Female Complicity and the Silencing Pact
The most unsettling theme in Hush Hush is not murder but complicity. The title itself refers to the whispered agreements, the unspoken pacts, and the deliberate ignorance that binds the friend circle. When a death occurs, the immediate instinct is not to contact the authorities but to circle the wagons. This reflects a real-world phenomenon among elite social groups: the prioritization of reputation over justice.

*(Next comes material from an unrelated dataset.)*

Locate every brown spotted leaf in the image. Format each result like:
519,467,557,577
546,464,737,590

The series asks a difficult question: When does female solidarity become a weapon of obstruction? The characters’ loyalty to one another prevents them from doing the right thing, turning them into accessories after the fact. Meera, the journalist who prides herself on truth-seeking, becomes the most conflicted figure, torn between her professional ethics and her personal relationships. Through her arc, Hush Hush critiques the idea that “sisterhood” is inherently virtuous, revealing how shared secrets can be more corrosive than shared enemies.
Survival as a Zero-Sum Game
Unlike traditional whodunits that climax with a moral reckoning, Hush Hush leans into ambiguity. The antagonist is not a single person but a system—a nexus of political power, media manipulation, and economic dependence. Each woman is fighting for survival: Isha fights to keep her business, Zaira fights to escape her abusive husband, Geeti fights for autonomy, and Dolly fights to maintain her political standing. Note: The series is exclusive to Amazon Prime
In this environment, truth becomes a luxury they cannot afford. The series’ ending has been criticized by some viewers for being unresolved, but this is arguably its strength. By refusing to deliver neat justice, Hush Hush mirrors reality, where the powerful rarely face consequences. The final episodes suggest that survival for these women means perpetual vigilance and continued lying. The hush does not end; it merely changes volume.
Narrative Shortcomings and Streaming Expectations
To be balanced, Hush Hush is not without flaws. The pacing in the middle episodes drags, relying on repetitive confrontations rather than plot progression. Additionally, the male characters are largely underwritten, serving as mere obstacles (the abusive husband, the philandering partner, the corrupt politician). The mystery of Saahil’s death, when finally revealed, carries less emotional weight than the character studies preceding it. For viewers expecting a tight thriller akin to Big Little Lies (which Hush Hush clearly echoes), the series may feel meandering. However, for those invested in atmospheric, dialogue-driven drama, these are minor complaints.
Conclusion: A Relevant, If Uneven, Thriller
Hush Hush (Season 1) is a commendable addition to Amazon Prime’s Hindi originals because it uses the thriller genre as a Trojan horse for sharper social commentary. It examines how wealth distorts morality, how silence enables abuse, and how women in patriarchal societies often become both victims and enforcers of the status quo. The series works best when it abandons the search for a killer and instead searches for a conscience among the elite.
In an era of loud, explosive crime dramas, Hush Hush asks us to listen carefully to what is not being said. And often, what remains unspoken is far more damning than any confession. For viewers who appreciate slow-burn narratives that prioritize character over plot, this season is a compelling, if flawed, exploration of the high cost of keeping secrets.